Archkey Solutions
- Type: Private equity-owned
- Industry: Electrical contracting
- Founded: 1925
- Founder: Samuel Sachs
- Headquarters: Fenton, Missouri
- Key people: Steve Stone
- Revenue: $264 million
- Owner: One Rock Capital
- Subsidiaries: Archkey Solutions; Parsons Electric; Sprig Electric; Mona Electric;
- Website: Sachs Electric

= Sachs Electric =

Archkey Solutions is the largest electrical contractor in Missouri. In addition, Sachs has four specialized divisions: Sachs Automation, for pneumatic and computer-based process control systems; Sachs Systems for communications and security systems; McGraw Electric (in Livonia, Michigan) for automotive industry and other industrial electrical contracting; and Sachs Civil, for in-house support for trenching, excavating and general trades.

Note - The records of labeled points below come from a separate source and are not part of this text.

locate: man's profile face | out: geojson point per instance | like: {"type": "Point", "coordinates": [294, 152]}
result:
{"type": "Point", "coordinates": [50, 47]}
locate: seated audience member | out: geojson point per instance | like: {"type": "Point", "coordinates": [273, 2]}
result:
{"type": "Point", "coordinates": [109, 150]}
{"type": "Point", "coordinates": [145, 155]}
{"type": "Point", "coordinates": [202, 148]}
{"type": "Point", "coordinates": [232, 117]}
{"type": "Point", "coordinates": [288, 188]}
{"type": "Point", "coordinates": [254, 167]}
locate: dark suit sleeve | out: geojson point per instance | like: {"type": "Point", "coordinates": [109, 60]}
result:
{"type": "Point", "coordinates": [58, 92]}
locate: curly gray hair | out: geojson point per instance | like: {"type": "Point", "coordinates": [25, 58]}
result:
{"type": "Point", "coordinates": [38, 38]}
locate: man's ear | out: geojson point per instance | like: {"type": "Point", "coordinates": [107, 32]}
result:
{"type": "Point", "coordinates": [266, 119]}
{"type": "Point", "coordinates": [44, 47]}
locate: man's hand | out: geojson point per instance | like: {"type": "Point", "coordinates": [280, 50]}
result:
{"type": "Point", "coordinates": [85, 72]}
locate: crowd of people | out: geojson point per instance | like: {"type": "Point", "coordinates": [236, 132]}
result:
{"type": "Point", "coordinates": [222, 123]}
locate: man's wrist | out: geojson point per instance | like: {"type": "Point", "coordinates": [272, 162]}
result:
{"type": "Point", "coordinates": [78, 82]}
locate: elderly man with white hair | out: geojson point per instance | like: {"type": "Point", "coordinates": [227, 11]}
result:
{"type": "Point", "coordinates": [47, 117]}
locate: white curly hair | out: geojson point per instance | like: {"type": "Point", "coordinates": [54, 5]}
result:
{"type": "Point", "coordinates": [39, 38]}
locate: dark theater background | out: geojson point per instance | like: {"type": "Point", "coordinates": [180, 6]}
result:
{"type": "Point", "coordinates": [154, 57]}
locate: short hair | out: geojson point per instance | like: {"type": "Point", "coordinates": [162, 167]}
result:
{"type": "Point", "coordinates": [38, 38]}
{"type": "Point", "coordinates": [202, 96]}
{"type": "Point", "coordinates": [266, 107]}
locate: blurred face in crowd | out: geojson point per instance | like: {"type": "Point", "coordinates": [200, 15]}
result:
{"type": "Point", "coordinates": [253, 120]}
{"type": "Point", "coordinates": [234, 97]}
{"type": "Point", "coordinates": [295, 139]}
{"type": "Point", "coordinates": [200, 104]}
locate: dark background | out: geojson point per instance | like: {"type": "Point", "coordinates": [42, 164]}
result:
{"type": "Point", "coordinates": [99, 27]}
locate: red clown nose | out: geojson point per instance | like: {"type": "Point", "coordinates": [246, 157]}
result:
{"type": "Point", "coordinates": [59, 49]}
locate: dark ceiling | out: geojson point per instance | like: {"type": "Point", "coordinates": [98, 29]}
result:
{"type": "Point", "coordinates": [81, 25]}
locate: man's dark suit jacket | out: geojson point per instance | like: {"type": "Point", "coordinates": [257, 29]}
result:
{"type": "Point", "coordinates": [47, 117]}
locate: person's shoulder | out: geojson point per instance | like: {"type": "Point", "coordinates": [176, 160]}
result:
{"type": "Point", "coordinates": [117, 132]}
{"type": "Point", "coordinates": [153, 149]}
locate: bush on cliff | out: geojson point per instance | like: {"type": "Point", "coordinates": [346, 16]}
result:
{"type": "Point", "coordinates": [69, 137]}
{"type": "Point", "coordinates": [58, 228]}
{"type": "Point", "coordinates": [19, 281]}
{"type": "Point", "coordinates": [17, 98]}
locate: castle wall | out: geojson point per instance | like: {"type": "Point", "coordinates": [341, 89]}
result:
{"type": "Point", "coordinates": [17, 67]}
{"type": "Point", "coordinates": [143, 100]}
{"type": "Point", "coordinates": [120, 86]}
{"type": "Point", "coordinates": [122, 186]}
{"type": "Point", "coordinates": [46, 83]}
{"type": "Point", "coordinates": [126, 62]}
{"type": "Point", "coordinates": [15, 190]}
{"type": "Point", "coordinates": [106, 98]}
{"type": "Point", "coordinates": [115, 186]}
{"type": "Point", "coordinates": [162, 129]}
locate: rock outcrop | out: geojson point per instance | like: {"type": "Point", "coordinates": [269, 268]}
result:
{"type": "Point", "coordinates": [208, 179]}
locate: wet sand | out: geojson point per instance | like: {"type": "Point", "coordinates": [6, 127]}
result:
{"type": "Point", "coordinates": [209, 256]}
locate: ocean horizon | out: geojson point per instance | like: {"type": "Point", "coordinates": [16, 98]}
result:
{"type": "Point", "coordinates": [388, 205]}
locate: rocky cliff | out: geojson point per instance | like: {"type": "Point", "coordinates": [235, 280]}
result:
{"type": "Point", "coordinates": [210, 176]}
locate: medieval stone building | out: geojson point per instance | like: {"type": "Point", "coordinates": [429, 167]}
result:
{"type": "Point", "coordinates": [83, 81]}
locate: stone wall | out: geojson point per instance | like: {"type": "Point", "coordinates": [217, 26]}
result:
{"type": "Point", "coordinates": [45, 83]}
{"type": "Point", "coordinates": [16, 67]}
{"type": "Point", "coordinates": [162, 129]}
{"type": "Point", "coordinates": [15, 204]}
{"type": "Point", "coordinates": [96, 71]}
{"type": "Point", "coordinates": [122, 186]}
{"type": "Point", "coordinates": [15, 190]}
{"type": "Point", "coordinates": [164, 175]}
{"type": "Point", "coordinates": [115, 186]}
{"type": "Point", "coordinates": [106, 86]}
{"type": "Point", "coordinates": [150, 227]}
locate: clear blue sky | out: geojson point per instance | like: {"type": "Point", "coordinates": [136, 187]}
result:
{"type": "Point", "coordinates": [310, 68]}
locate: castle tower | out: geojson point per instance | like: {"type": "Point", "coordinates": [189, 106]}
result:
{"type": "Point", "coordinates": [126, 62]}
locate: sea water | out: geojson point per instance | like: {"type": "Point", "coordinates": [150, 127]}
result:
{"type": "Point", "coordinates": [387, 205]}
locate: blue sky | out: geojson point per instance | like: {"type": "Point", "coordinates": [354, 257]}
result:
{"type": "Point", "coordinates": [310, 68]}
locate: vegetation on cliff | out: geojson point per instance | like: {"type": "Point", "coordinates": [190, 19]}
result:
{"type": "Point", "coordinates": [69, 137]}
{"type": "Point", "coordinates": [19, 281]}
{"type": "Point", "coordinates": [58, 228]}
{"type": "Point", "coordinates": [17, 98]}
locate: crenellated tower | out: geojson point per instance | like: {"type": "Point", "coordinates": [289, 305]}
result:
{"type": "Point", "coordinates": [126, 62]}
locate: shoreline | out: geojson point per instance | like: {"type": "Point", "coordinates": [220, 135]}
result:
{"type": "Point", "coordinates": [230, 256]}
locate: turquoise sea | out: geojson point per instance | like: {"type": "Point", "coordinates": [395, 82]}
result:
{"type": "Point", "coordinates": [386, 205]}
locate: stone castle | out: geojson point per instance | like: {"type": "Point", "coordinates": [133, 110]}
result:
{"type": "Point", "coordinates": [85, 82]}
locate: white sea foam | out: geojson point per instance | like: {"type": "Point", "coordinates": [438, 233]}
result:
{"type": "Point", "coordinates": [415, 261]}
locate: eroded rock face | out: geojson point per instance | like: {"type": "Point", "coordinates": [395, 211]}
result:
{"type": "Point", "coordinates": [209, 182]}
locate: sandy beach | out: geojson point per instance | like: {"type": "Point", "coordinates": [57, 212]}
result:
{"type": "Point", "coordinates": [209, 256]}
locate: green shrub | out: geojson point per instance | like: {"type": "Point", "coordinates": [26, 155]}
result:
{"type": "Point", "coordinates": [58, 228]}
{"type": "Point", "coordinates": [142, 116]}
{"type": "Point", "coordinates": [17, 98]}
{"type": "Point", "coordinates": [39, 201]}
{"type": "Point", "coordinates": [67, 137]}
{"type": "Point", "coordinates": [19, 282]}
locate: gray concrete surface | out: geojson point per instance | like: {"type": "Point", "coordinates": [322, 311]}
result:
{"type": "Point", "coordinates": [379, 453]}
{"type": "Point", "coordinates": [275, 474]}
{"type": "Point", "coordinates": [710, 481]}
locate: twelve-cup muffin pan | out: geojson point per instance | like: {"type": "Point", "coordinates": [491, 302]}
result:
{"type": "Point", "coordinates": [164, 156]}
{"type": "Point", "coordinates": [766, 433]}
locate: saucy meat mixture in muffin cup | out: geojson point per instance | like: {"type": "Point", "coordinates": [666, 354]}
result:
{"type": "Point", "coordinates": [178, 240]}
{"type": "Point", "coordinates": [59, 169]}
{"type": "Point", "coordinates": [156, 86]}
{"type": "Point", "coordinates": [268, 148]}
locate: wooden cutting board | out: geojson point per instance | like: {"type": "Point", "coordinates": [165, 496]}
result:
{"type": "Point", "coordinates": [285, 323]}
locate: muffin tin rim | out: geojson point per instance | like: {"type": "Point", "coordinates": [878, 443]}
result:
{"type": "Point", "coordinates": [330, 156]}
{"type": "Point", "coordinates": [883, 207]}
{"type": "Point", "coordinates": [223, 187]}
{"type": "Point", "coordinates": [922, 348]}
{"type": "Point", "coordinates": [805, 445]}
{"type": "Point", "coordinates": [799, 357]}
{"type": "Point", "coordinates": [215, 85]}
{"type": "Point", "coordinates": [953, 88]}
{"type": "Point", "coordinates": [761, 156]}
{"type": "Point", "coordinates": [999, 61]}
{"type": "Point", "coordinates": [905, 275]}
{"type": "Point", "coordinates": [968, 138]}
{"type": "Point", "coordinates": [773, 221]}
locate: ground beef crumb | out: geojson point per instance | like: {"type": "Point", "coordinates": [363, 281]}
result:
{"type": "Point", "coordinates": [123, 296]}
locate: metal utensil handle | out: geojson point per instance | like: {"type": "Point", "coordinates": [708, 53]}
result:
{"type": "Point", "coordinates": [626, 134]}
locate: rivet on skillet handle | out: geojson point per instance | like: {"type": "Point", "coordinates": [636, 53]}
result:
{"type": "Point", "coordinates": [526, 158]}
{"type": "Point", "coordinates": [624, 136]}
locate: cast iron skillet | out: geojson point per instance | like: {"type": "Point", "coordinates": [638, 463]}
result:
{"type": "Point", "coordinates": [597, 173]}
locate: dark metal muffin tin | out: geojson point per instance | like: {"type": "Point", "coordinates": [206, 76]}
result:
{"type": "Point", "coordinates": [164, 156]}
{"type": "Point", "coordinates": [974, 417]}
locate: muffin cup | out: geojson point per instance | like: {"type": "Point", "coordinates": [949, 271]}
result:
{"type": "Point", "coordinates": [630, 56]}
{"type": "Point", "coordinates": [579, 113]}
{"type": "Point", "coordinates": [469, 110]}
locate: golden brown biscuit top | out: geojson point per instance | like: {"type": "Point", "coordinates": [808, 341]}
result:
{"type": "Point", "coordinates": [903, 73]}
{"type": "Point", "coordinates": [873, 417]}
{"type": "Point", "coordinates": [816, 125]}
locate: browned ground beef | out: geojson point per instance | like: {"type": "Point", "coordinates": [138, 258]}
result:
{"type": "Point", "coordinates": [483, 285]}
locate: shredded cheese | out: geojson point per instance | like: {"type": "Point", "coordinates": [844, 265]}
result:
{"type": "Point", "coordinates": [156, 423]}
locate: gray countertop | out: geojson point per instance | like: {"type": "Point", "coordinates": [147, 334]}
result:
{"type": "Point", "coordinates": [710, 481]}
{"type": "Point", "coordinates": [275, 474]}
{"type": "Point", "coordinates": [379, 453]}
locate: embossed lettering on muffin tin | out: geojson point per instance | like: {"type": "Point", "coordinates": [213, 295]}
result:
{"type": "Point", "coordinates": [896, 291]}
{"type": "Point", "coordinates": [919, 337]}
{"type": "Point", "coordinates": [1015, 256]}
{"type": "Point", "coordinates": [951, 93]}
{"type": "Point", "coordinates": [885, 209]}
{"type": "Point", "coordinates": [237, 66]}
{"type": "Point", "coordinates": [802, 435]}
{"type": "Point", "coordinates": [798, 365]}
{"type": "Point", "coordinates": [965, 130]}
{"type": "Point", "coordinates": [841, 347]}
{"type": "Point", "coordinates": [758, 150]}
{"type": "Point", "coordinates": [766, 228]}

The company is based in Fenton, Missouri, a suburb of St. Louis. It was founded as S&S Electric Company, a two-man and one-room company in 1925, by Samuel Sachs in partnership with fellow Washington University in St. Louis graduate Herman Spoehrer. It was renamed S. C. Sachs Company in the early 1930s. Early projects included designing and building the lighting for Sportsman's Park, home of the St. Louis Browns baseball team. Samuel Sachs was chief executive until 1953, when his son Louis Sachs was promoted to president. Louis Sachs was succeeded as president by Norman Krause in 1973 and Larry Plunkett in 1983, though the company remained family owned through 1990. In 1990, Plunkett, as president and CEO, oversaw his most ambitious project, the employee buyout of the company from the Sachs family with a five-year loan that the company paid off in three and a half years. In 2000, the CEO position went to Robert Murdick and the presidency to Clayton Scharff, and Scharff replaced Murdick as CEO in 2002.

Sachs acquired Detroit-based McGraw Electric in 2003, to expand into the Michigan industrial and automotive sector.

Company revenue grew from $17 million in 1969, when Plunkett joined the company as an engineer under the tutelage of Norman Krause, to $100 million in 1995, $220 million in 2001, and $293 million in 2007.